Figure 1: Pharmaceutical expenditure as a percentage of Canada’s healthcare expenditure (2005-2011)

As indicated in Figure 2 below, over the same period (2005-2011) pharmaceutical expenditure as a percentage of GDP (blue bars) remained relatively stable after RDP was increased in Canada in 2006, whereas overall health spending as a percentage of GDP in Canada has gradually increased (red bars).

Figure 2: Health and pharmaceutical expenditure as a percentage of Canada’s GDP (2005-2011)

Similarly, Japan increased data protection in 2007 from 6 to 8 years (effectively 9 years).[iv] As indicated by Figure 3, fluctuations in expenditures after that time have been in line with growth in health care spending as a percentage of GDP. In fact, in 2010 pharmaceutical spending decreased in a year where health care spending increased.

Figure 3: Pharmaceutical expenditure as a percentage of Japan’s health care expenditure (2005-2010)

Figure 4 shows that the gradual increases in pharmaceutical expenditure as a percentage of GDP in Japan between 2005 and 2010 (blue bars) was in line with the overall increase in health spending as a percentage of GDP in Japan over the same period (red bars).

Figure 4: Health and pharmaceutical expenditure as a percentage of Japan’s GDP (2005-2010)

Conclusion

The past experiences of Canada and Japan described above indicate that increases in RDP terms do not result in meaningful increases in health care expenditures or expenditures on medicines relative to overall health care spending. There could be many explanations for this result, ranging from changes in procurement policies, to increases in the number of medicines whose patent terms have expired. The evidence presented above, however, suggests that those concerned about access to medicines and the financial sustainability of public healthcare systems should focus their attention on policies other than Regulatory Data Protection for medicines.

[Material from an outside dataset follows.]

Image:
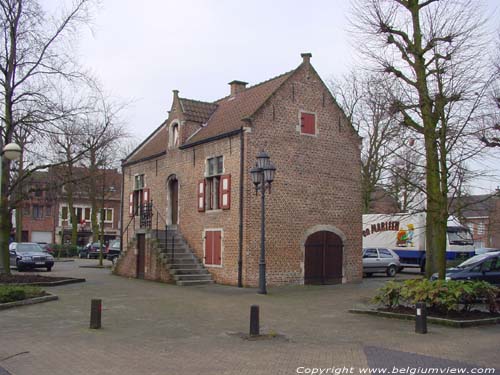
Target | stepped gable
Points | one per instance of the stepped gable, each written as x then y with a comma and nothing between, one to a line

[1] Moir et al, (2014) “Proposals for extending data protection for biologics in the TPPA: Potential consequences for Australia”, Submission to the Department of Foreign Affairs and Trade, available at http://dfat.gov.au/trade/agreements/tpp/submissions/Documents/tpp_sub_gleeson_lopert_moir.pdf

[2] Gleeson, D, Lopert, R, and Reid, P, (2013), “How the Trans Pacific Partnership Agreement could undermine PHARMAC and threaten access to affordable medicines and health equity in New Zealand”, Health Policy, 116:2-3

[i] Japan has a “post marketing surveillance system” which we consider a surrogate for RDP and use the term RDP in this paper to include Japan’s approach.

[ii] Canada’s 5-year data protection term was made ineffective by a 1998 Federal Court interpretation of regulations. Bayer Inc. v. Canada (Attorney General), 84 C.P.R. (3d) 129, aff’d 87 C.P.R. (3d) 293, leave to appeal to SCC refused, [1999] S.C.C.A. No. 386. The Federal Court held that RDP protection in Canada was not triggered if a generic applicant could demonstrate bioequivalence without requiring the Health Minister to consult the data submitted by the innovative company. Because that was a common occurrence, RDP rarely applied under the pre-2006 regulations.

[iii] 2013/14 OECD data on Canada and Japan is found at: http://www.oecd-ilibrary.org/social-issues-migration-health/health-key-tables-from-oecd_20758480;jsessionid=k26q30wbgljb.x-oecd-live-02.

[iv] Japan’s system prevents filing applications for follow-on approval for eight years after the innovator’s approval. An additional year after that is required for the regulatory approval process to conclude.